I understand your situation. Congrats for level 7 in PAR. Normally NZQA issue level 7 for Bachelors degree. By the way which university have you completed your Graduation?


----------



## shooterspalace

Naji said:


> Congrats shooter, I am in the PAR step now...
> 
> but my main qualification to be assessed is Master's degree and I added the Bachelors degree in the supporting qualifications, shall I also add the High School certificates in the supporting qualifications?


In my case, I mentioned Bachelore of Science (B.Sc.) qualification and also Secondary School Certificate (SSC) and Higher Secondary School Certificate (HSC) qualification during submission of PAR online.


----------



## shooterspalace

russel_705 said:


> dear shooter,
> 
> I understand your situation. Congrats for level 7 in PAR. Normally NZQA issue level 7 for Bachelors degree. By the way which university have you completed your Graduation?


From Bangalore University, India.

Have you received ITA yet after EOI selected ?


----------



## russel_705

shooterspalace said:


> From Bangalore University, India.
> 
> Have you received ITA yet after EOI selected ?
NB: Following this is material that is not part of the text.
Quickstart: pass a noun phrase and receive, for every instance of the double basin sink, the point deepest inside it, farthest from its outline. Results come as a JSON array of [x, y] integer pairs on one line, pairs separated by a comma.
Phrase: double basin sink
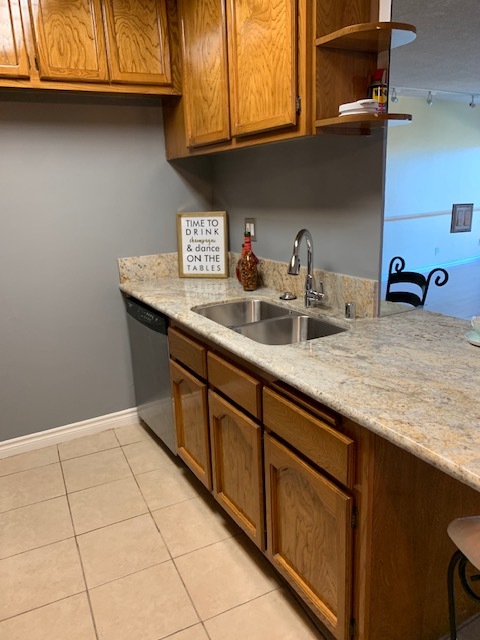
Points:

My EOI was selected on November 30, 2011 but still no update in website. Status show selected. In the mean time I have submitted my IQA to NZQA for assesment so that after geting ITA i can submit my application as soon as possible. However can you please give me your mobile/email address so that we can share our experience. My email address: [email protected]
Have your EOI selected and got ITA request yet please let me know?


----------



## karan_2891

shooterspalace said:


> Today I got a mail from NZQA for my PAR result and it is NZQF Level 7. Now, I will mention it in my EOI online application and re-submit it  .
> 
> regards
> shooter



Hi Friends,

Please correct me if I am wrong. If my educational qualifications are mentioned as 'Exempted from Assessment' on NZ Immig website, do I still need to take PAR route to get them assessed through NZQA? Thanks


----------



## madeelahmad

Dear Shooter, 

will u pls tell me what happened with ur EOI. As I calculated if we have level 7 qulificatin we cant make the points over or equal 140. Am I right or not.?

Regards,
Adeel


----------